Self-serving bias is defined as a cognitive or perceptual process that is distorted by the need to maintain and enhance self-esteem, or the tendency to perceive oneself in an overly favorable manner. Unfortunately, it is all too common. In regard to organization leadership, it can be detrimental.
From a leadership point of view, self-serving bias is basically when a person or organization takes personal credit for success while blaming outside sources for failures. This is a terrible trap and can set the organization up for failure long-term because decisions for that organization are based on performance reports. Those reports could be skewed if self-serving bias creeps in. Leaders within an organization must look out for such traps.
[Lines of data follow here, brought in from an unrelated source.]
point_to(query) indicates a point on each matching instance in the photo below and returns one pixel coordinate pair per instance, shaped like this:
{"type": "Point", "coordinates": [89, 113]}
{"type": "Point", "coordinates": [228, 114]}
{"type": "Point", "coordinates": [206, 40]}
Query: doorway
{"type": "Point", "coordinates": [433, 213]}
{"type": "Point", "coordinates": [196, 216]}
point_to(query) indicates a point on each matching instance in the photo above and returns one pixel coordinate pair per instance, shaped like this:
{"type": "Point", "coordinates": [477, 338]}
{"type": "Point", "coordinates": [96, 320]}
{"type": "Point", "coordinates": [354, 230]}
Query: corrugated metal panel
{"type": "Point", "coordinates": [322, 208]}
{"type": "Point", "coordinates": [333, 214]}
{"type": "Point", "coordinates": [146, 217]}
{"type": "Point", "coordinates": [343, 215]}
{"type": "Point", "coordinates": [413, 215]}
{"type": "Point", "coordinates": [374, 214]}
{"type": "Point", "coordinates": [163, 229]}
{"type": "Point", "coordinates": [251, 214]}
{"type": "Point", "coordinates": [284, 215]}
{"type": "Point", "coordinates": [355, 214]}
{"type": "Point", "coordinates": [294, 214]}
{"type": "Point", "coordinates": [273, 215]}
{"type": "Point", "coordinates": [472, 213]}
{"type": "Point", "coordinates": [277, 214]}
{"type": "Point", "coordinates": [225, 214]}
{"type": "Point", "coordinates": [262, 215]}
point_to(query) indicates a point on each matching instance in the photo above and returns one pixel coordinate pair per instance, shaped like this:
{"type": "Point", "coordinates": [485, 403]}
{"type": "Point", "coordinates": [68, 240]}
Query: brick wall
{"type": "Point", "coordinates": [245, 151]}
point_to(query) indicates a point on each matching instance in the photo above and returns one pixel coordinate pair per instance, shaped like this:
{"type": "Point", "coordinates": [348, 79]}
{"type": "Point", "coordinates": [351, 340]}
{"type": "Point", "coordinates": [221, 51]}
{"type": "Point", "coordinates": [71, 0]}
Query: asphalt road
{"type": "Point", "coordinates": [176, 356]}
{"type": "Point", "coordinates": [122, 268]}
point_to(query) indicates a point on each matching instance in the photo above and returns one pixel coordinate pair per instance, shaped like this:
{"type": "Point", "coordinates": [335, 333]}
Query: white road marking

While sometimes hard to spot, self-serving bias can be identified. However, it usually takes strong examination over a period of time to do so or a keen eye at the moment along with plenty of contexts. Regardless, if a series of reports presented by leadership continues to follow the pattern – BEWARE! I will demonstrate this with a scenario for clarification.
Economic times are hard. The CPI shows a current rate of just over 2%. Though, based off of more real and tangible standards, the actual rate can be gauged at over 6%. This equates to the dollar simply not going as far as it used to. Why? This is because the inflation is compounded by the inflation that came before it; to the tune of well over 2,280% since 1914.
This is bad news for consumers. The simple result is that people may not be able to buy as much while policymakers scramble to figure out what to do about it. It’s also bad news for producers and retailers because prices increase. Situations like this have actually resulted in the package manipulation stories we have all become familiar with; where cereal boxes become thinner, cans are not filled all the way or when the bottom of containers gets a divot.
In spite of the hardship, the world doesn’t stop turning. People still need goods and companies must still turn a profit. Grocery stores are a great example of this and horrible economic indicators do not mean that store managers get to stop answering to their corporate leaders or shareholders.
Self Serving Bias Examples:
#1 – Sales are down. The grocery store managers suggest that the economic climate is to blame for poor performance.
#2 – Sales are up. Managers claim a victory and attribute this victory to processes or leadership for good performance in the face of economic hardship.
While either might be true to a certain extent, the situation at hand is clearly more complex than what was claimed. This can usually be verified by a decent market and/or trend analysis. Such claims (either way) should be measured against the other factors that are available for review.
Clearly, many different examples could be used here. Regardless, self-serving bias is not a good thing. It can often result in poor decisions that are based on flawed information. If you see this pattern, review the details yourself and act accordingly.